Use cases like customer onboarding, claims processing and underwriting are complex and involved. Breakdowns are commonly based on the fact that these processes bring together a wide assortment of people working in different departments. These software systems are mixed and matched over the years, and physical devices that input and manage data along the way.
An auto insurance claim illustrates the complex nature of an end-to-end process many of us take for granted. After a car accident, your first move is to call your insurance agent and explain the situation. You take a set of photos yourself. Then an underwriter comes out to photograph the cars and assess the damage. You fill out a police report and upload details through a mobile app. Back at the insurance company, a team inputs data into a software application and sends the claim out to be processed.
Each of these steps fits into a process chain that could easily break down at any point and delay the payout of the claim. Applying process orchestration, the automation chain holds together, and the claim moves along its track.
See More: How Big Data, Analytics and ML Can Transform Your Insurance Business
Financial services face many of the same challenges as insurance trying to evolve them
operations to succeed in an increasingly on-demand world. These challenges include moving off of legacy technologies, responding to the rise of cryptocurrencies, and implementing practices to deal with a complex and ever-changing regulatory landscape.
End-to-end process orchestration solutions can help financial services companies perform basic functions more quickly and with fewer human cycles. These include designing, managing, automating, and improving customer onboarding, loan processing, payment processing, SDLC review management, ATM processing, fraud management, fund services, model reviews, trade reviews, Know Your Customer (KYC) processes, trade reviews, loan decision making, and end-of-day closings of financial data.

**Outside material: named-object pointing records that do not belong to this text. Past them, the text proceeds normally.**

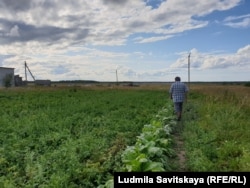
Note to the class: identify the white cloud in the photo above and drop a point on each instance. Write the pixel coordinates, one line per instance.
(242, 21)
(61, 39)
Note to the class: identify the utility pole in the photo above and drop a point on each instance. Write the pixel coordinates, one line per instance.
(189, 69)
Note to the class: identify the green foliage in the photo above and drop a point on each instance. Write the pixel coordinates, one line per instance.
(63, 137)
(151, 148)
(216, 132)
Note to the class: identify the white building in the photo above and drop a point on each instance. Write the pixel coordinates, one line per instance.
(6, 76)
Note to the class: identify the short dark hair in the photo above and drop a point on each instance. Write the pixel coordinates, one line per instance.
(177, 78)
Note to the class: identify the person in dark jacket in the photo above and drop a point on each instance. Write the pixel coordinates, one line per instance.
(178, 93)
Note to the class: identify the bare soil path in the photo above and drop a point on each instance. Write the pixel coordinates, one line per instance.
(179, 147)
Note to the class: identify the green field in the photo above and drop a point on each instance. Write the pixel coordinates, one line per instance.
(69, 136)
(75, 136)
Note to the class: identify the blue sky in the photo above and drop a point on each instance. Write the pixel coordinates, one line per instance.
(141, 40)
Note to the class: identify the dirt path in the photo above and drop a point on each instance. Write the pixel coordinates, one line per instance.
(179, 148)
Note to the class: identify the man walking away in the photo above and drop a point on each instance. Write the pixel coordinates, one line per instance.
(178, 93)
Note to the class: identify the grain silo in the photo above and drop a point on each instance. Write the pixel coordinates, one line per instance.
(6, 77)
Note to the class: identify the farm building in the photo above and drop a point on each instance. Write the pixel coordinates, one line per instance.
(6, 77)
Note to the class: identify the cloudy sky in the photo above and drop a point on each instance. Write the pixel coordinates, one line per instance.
(128, 40)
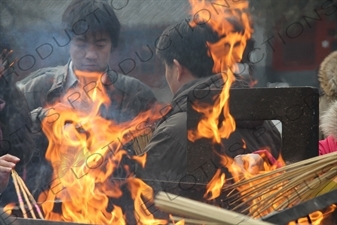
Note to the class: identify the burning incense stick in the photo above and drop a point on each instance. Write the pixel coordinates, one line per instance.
(201, 211)
(286, 186)
(20, 189)
(140, 142)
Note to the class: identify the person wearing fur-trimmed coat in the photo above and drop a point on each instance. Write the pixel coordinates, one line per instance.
(327, 76)
(329, 129)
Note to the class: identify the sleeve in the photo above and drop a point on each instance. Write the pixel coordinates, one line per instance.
(165, 163)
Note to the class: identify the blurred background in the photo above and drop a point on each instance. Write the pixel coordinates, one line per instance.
(290, 41)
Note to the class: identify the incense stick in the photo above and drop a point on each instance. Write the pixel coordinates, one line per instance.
(20, 187)
(201, 211)
(283, 187)
(141, 142)
(17, 189)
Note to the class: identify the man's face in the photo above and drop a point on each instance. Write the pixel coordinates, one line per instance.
(91, 51)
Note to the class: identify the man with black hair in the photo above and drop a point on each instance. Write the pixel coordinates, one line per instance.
(94, 31)
(188, 64)
(17, 148)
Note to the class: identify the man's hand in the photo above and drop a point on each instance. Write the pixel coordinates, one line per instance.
(7, 163)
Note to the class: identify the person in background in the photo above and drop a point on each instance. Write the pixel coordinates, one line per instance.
(329, 130)
(17, 147)
(327, 76)
(94, 31)
(7, 161)
(188, 65)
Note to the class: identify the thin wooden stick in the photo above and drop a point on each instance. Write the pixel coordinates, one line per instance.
(194, 221)
(265, 191)
(204, 212)
(30, 207)
(25, 189)
(19, 195)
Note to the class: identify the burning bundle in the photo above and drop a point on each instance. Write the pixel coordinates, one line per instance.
(25, 196)
(201, 213)
(285, 187)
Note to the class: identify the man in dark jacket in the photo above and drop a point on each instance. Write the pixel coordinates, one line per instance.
(94, 31)
(184, 51)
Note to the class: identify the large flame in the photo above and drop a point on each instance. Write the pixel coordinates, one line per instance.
(232, 23)
(85, 150)
(222, 18)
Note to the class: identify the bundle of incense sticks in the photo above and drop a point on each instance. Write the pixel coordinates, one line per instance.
(25, 197)
(201, 213)
(284, 187)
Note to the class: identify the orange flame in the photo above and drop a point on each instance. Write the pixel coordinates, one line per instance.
(85, 149)
(225, 19)
(316, 217)
(228, 51)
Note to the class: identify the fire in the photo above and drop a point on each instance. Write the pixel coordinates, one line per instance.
(222, 18)
(226, 53)
(315, 218)
(233, 25)
(85, 151)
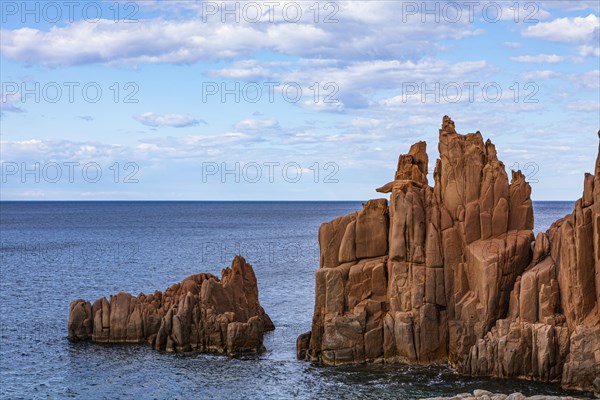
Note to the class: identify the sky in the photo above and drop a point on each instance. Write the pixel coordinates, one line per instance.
(288, 100)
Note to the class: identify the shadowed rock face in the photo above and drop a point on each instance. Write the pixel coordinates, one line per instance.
(200, 313)
(451, 273)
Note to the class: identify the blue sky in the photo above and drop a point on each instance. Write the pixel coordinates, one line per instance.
(288, 100)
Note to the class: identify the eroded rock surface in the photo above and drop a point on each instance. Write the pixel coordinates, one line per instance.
(200, 313)
(452, 273)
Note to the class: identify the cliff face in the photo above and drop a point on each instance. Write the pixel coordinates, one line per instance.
(201, 313)
(451, 273)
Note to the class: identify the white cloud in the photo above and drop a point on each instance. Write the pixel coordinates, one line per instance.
(513, 45)
(575, 29)
(584, 106)
(363, 29)
(539, 58)
(587, 80)
(535, 75)
(256, 124)
(9, 101)
(173, 120)
(588, 50)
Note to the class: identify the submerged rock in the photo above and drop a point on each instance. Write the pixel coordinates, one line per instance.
(452, 273)
(200, 313)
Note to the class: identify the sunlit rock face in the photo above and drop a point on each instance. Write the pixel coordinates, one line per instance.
(452, 273)
(200, 313)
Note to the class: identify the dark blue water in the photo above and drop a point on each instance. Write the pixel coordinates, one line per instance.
(54, 252)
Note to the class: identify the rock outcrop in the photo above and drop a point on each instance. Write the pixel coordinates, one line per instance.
(480, 394)
(201, 313)
(452, 273)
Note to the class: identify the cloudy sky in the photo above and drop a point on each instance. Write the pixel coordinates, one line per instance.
(283, 100)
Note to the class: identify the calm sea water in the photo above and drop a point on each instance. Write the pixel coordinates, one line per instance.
(54, 252)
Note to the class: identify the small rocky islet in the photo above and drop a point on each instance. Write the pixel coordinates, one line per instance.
(201, 313)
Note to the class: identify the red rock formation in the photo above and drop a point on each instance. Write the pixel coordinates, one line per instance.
(200, 313)
(448, 273)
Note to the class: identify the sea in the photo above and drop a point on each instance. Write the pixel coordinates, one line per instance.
(55, 252)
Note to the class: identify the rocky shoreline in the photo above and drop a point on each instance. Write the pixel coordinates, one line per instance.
(452, 273)
(485, 395)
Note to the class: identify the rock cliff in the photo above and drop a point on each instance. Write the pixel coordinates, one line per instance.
(452, 273)
(201, 313)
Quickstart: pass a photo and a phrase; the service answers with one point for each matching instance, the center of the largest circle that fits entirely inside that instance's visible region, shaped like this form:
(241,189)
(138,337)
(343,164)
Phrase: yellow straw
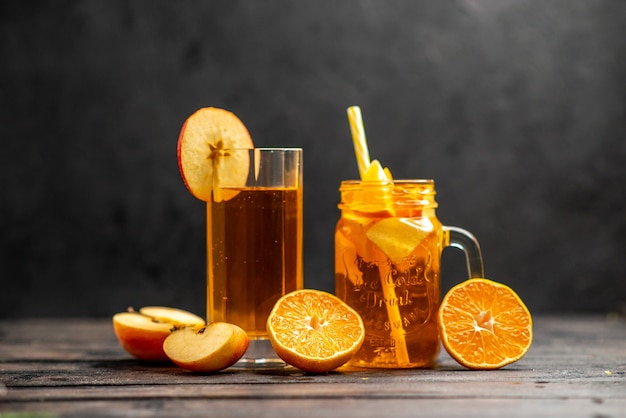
(358,137)
(389,293)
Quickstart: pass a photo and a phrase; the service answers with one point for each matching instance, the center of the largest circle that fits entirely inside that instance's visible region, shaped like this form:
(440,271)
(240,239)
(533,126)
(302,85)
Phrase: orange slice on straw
(314,330)
(484,324)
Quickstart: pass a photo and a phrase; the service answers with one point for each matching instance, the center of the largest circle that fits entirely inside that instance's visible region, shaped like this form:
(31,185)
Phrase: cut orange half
(484,324)
(314,330)
(203,153)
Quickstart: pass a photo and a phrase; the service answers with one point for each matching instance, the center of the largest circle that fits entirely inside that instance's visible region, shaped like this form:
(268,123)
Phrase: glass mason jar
(388,245)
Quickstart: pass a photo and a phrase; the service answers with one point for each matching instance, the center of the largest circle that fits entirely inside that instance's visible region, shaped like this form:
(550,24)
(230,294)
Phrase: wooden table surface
(53,367)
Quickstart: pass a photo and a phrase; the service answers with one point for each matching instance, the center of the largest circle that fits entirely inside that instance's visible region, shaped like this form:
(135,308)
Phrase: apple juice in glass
(254,245)
(388,245)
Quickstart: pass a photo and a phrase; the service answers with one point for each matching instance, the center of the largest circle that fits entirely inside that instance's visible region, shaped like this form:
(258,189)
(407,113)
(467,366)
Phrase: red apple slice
(206,349)
(203,159)
(142,333)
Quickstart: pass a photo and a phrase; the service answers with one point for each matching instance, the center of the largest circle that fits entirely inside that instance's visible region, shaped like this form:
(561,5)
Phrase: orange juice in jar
(388,245)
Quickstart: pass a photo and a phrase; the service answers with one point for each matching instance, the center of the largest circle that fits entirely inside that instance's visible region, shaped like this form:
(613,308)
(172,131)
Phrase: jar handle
(464,240)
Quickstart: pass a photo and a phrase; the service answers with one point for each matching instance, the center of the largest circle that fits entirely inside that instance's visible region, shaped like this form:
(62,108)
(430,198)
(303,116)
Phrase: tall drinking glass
(254,244)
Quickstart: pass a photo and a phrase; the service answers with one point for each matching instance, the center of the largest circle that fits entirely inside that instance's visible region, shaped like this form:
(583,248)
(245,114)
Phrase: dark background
(516,108)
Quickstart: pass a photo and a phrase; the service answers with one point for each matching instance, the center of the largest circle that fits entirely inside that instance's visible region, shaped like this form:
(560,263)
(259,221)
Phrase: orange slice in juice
(397,237)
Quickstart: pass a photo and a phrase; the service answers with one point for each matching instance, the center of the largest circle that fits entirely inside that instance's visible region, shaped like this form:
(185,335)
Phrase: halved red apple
(203,157)
(206,349)
(142,333)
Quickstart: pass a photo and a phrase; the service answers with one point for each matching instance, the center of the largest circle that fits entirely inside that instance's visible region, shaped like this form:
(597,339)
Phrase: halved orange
(484,324)
(314,330)
(203,157)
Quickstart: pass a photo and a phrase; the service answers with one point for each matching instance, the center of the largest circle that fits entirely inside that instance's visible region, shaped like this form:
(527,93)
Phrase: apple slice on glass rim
(203,157)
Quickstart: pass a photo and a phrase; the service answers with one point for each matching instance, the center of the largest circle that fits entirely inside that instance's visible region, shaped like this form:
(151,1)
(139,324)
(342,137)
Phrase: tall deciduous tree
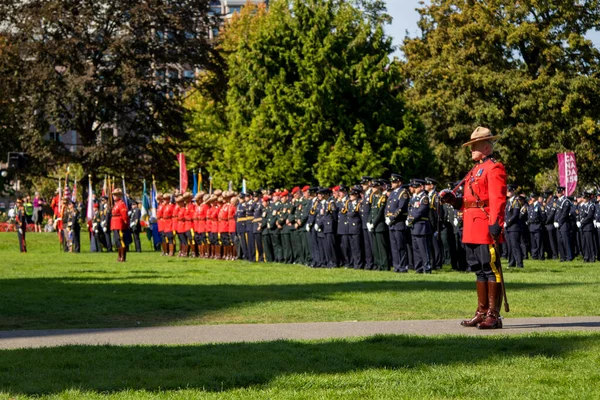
(94,65)
(522,68)
(313,97)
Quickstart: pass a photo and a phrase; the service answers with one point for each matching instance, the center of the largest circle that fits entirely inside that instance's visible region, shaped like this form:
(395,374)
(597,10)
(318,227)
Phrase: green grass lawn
(46,288)
(536,366)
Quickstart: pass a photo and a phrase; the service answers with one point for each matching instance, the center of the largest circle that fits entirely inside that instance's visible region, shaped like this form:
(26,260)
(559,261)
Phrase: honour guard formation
(394,225)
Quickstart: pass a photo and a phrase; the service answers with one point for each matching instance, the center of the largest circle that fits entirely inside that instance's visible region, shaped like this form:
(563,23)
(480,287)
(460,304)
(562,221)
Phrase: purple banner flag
(567,171)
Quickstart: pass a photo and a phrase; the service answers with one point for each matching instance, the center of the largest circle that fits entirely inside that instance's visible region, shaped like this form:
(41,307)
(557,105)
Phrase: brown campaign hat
(479,134)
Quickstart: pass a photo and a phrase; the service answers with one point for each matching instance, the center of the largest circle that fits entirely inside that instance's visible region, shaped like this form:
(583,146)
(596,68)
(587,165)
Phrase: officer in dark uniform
(377,226)
(73,227)
(395,217)
(106,215)
(135,225)
(283,222)
(436,218)
(512,227)
(535,221)
(311,227)
(365,211)
(355,228)
(302,228)
(562,224)
(550,245)
(418,220)
(326,228)
(587,213)
(447,234)
(21,219)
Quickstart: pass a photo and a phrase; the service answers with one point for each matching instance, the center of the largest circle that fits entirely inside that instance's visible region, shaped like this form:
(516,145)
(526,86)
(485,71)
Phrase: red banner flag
(182,173)
(567,171)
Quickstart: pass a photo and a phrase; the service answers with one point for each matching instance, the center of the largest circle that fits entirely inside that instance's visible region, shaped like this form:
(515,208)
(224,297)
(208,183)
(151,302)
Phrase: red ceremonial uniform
(223,224)
(159,217)
(213,215)
(484,200)
(231,218)
(119,219)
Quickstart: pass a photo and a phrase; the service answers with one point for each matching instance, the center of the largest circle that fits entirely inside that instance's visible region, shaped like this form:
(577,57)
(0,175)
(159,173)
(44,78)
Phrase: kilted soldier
(535,221)
(562,224)
(21,219)
(420,225)
(326,228)
(587,213)
(119,224)
(135,225)
(512,228)
(396,214)
(377,227)
(484,209)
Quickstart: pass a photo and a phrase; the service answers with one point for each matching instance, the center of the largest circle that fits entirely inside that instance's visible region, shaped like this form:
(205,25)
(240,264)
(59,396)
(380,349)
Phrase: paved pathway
(267,332)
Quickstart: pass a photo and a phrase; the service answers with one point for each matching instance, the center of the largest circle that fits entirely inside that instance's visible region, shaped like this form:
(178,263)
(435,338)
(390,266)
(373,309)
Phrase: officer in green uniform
(284,215)
(377,226)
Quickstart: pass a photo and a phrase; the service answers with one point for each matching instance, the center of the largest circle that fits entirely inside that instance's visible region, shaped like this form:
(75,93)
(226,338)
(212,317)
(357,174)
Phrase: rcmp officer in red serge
(483,205)
(119,224)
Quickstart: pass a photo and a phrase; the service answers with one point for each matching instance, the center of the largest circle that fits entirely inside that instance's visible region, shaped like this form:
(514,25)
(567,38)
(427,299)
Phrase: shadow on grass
(51,303)
(224,367)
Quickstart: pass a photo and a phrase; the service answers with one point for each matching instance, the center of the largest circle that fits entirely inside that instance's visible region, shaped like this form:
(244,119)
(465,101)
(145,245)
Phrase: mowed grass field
(47,289)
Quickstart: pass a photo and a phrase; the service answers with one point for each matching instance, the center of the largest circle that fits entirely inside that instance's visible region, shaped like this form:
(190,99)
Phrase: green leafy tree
(524,69)
(313,97)
(95,65)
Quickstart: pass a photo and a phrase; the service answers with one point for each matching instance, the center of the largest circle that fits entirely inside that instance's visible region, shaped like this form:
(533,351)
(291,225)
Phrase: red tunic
(223,224)
(202,213)
(213,215)
(180,225)
(485,183)
(168,217)
(119,219)
(231,218)
(159,217)
(190,210)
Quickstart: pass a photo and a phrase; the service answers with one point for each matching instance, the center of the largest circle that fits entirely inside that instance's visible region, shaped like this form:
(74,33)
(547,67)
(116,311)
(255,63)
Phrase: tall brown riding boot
(492,319)
(482,306)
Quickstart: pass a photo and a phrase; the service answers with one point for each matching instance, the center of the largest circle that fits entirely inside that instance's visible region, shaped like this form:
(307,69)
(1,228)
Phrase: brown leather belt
(475,204)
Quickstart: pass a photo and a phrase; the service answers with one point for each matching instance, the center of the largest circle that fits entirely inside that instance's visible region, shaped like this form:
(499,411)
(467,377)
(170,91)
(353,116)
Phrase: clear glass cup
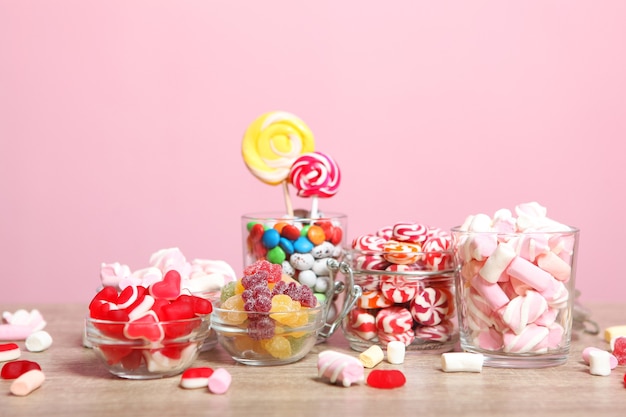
(413,302)
(515,295)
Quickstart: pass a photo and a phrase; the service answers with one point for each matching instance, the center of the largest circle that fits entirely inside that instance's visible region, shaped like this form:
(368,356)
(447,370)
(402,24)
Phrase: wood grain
(78,385)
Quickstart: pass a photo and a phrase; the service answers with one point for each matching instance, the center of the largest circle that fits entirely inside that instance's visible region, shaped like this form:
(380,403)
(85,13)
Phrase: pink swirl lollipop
(315,174)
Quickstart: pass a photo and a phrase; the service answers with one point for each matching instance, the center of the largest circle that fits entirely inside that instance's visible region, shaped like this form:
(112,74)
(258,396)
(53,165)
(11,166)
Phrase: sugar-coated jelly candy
(386,378)
(14,369)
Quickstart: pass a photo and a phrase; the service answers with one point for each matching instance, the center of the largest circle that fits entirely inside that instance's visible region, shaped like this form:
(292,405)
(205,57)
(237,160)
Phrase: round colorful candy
(273,142)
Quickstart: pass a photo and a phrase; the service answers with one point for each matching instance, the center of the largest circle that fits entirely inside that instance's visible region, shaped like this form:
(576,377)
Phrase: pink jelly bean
(219,381)
(386,378)
(13,369)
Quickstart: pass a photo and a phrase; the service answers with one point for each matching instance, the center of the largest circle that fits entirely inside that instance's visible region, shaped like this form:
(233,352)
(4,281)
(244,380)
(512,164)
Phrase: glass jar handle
(353,293)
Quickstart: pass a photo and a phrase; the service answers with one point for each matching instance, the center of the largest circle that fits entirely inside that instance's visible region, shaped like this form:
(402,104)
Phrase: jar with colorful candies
(406,274)
(301,245)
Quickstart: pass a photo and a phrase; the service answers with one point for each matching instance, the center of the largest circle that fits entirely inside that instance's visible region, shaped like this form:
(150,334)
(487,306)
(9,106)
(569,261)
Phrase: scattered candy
(612,332)
(27,382)
(386,378)
(219,381)
(9,352)
(395,352)
(586,352)
(599,363)
(13,369)
(340,368)
(195,377)
(462,362)
(372,356)
(38,341)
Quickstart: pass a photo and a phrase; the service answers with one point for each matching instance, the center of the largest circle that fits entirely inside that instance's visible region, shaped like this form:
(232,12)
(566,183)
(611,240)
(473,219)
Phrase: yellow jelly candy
(278,346)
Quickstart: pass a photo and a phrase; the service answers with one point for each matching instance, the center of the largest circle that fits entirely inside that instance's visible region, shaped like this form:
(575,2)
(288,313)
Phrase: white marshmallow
(462,362)
(38,341)
(600,363)
(395,352)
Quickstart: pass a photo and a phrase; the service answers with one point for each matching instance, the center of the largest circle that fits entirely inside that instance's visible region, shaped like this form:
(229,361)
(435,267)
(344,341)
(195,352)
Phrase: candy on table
(270,146)
(38,341)
(219,381)
(340,368)
(462,362)
(15,368)
(20,324)
(587,351)
(9,352)
(193,378)
(386,378)
(513,284)
(27,382)
(372,356)
(599,363)
(315,175)
(396,352)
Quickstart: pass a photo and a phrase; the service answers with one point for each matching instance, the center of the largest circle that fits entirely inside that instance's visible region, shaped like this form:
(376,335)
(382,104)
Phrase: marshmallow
(38,341)
(462,362)
(372,356)
(219,381)
(395,352)
(9,352)
(340,368)
(27,382)
(496,264)
(599,363)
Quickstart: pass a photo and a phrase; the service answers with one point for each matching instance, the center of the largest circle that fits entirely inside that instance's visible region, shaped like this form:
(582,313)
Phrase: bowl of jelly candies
(266,317)
(146,333)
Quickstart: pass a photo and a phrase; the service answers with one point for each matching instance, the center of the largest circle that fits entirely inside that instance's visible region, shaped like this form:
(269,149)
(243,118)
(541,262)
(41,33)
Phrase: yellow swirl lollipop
(272,143)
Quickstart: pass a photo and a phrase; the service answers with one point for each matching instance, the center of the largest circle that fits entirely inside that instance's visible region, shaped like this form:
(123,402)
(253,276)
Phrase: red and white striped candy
(437,255)
(438,333)
(394,320)
(407,337)
(398,288)
(373,299)
(362,323)
(401,252)
(430,306)
(410,232)
(369,243)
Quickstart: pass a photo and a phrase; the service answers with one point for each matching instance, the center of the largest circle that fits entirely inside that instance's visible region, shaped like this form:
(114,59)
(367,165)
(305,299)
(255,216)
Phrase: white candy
(462,362)
(38,341)
(395,352)
(600,363)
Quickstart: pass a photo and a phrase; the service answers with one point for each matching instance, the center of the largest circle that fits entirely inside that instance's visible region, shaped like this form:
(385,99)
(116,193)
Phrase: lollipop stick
(314,209)
(287,199)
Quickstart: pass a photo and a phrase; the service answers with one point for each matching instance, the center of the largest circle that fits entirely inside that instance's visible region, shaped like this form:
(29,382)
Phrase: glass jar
(412,301)
(515,294)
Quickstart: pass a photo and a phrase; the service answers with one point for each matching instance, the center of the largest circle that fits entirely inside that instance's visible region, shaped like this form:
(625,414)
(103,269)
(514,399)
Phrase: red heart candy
(168,288)
(145,327)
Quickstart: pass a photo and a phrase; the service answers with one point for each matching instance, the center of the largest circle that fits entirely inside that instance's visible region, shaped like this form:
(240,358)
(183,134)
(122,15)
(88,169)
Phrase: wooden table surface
(77,384)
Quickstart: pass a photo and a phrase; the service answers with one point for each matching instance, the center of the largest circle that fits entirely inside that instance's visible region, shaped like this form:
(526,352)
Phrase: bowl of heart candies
(146,332)
(266,317)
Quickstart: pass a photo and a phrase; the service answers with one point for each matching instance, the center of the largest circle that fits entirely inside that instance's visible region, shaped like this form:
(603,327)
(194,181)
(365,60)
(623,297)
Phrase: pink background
(121,124)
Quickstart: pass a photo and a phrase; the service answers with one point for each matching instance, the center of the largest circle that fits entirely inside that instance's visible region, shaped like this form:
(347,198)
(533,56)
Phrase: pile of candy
(199,277)
(515,273)
(301,247)
(270,310)
(156,325)
(405,272)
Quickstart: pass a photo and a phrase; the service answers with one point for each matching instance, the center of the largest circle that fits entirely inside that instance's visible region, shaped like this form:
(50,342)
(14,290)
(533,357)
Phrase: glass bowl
(147,350)
(272,338)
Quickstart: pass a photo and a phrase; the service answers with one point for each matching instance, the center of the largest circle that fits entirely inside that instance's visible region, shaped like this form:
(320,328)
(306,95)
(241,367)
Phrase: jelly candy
(386,378)
(14,369)
(619,350)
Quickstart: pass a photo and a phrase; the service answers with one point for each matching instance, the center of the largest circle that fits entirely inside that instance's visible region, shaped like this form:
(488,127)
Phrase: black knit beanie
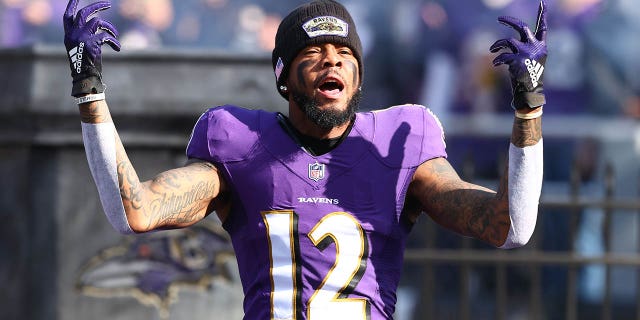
(317,22)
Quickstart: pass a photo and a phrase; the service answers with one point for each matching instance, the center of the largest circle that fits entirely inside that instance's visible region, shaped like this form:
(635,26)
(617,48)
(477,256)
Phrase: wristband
(90,98)
(529,116)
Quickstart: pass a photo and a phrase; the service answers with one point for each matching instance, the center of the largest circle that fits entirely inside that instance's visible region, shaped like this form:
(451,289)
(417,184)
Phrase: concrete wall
(52,223)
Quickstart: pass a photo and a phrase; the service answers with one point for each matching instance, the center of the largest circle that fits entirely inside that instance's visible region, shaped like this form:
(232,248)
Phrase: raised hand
(84,35)
(526,59)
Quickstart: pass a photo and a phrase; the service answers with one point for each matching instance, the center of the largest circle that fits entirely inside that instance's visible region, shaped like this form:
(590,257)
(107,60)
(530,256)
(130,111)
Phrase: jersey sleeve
(408,135)
(223,134)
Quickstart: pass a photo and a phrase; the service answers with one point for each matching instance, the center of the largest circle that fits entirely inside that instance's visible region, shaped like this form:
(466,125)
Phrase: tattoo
(464,207)
(526,132)
(178,207)
(130,186)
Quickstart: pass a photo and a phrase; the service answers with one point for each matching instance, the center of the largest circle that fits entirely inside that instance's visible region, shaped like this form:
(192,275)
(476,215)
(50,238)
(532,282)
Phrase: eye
(345,51)
(312,50)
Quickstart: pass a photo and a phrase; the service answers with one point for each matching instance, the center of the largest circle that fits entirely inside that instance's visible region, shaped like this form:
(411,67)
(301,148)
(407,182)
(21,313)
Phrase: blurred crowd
(433,52)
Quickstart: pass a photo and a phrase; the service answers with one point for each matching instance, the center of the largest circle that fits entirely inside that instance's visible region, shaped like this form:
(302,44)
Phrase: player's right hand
(84,35)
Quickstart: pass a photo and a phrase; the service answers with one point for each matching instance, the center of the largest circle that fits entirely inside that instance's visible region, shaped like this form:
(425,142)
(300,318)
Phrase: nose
(331,57)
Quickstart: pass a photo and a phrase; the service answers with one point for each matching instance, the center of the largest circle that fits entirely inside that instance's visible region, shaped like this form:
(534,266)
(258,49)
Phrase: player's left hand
(526,59)
(84,45)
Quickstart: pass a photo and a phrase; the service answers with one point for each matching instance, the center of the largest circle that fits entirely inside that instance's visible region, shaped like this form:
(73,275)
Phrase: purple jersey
(318,237)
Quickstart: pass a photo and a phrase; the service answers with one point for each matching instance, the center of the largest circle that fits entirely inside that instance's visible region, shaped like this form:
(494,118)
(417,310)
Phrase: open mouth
(331,86)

The execution of a loan application serves as a good example of a complex financial services process in need of automation. A person starts by applying for a loan on a bank’s website. If they’re already a customer of the bank, they’re prompted to log in so that some data can be auto-filled. This could trigger an automated credit check. Based on the credit score, the application might get auto-approved or auto-rejected, or there might be a “middle road” that flags the application for review by a loan officer. The loan officer reviews and may decide to approve the loan with different conditions. The person is notified and prompted to sign some paperwork via a service like DocuSign. Final paperwork is sent, and a paper copy is sent by mail.
Disconnected processes create the following problems along an automation chain:
- Lack of end-to-end automation: Local tasks aren’t strung together, leading to breakdowns in the process.
- confusion: Stakeholders don’t have visibility into the whole end-to-end process, making it hard to manage the project and track metrics.
- Issues with flexibility: Altering the process midstream is hard to do because one change causes disruptions in other systems.
Telecom is evolving quickly as a result of consumers’ rising demand for digitization and competitive pressure from new, disruptive providers and business models. To streamline business practices, providers are automating a wide variety of processes, including customer onboarding, order management, payment processing, complaint handling, equipment replacement, network management, customer service, and Know Your Customer (KYC) processes.
For an example of process orchestration in action, consider the provision of bandwidth for cable, internet or phone services. Consumers expect services to be allocated quickly, but at the back end, a lot needs to happen to identify how to provide media services’ availability. There are credit checks, security checks, engineering tasks and billing. Each requires access to databases and services and navigation through complex workflows to execute what, on the surface, may seem like a simple transaction. Payment systems need to be connected to third-party processes, and steps need to be added to handle transactions where a credit card gets declined.
Setting up automated, orchestrated processes can yield ancillary benefits. For example, telecom providers can run campaigns and micro offers. Visibility into processes enables providers to see periods where demand will fall short of supply. If they are able to provision bandwidth quickly, they can run marketing campaigns to sell services to maximize their ability to grow revenue.
While the technology and people aspects of a digital transformation are still critical to its success, organizations are starting to focus more attention on processes. Investing in automation – and coordinating the automated processes – will help them improve their efficiency and adapt to new challenges.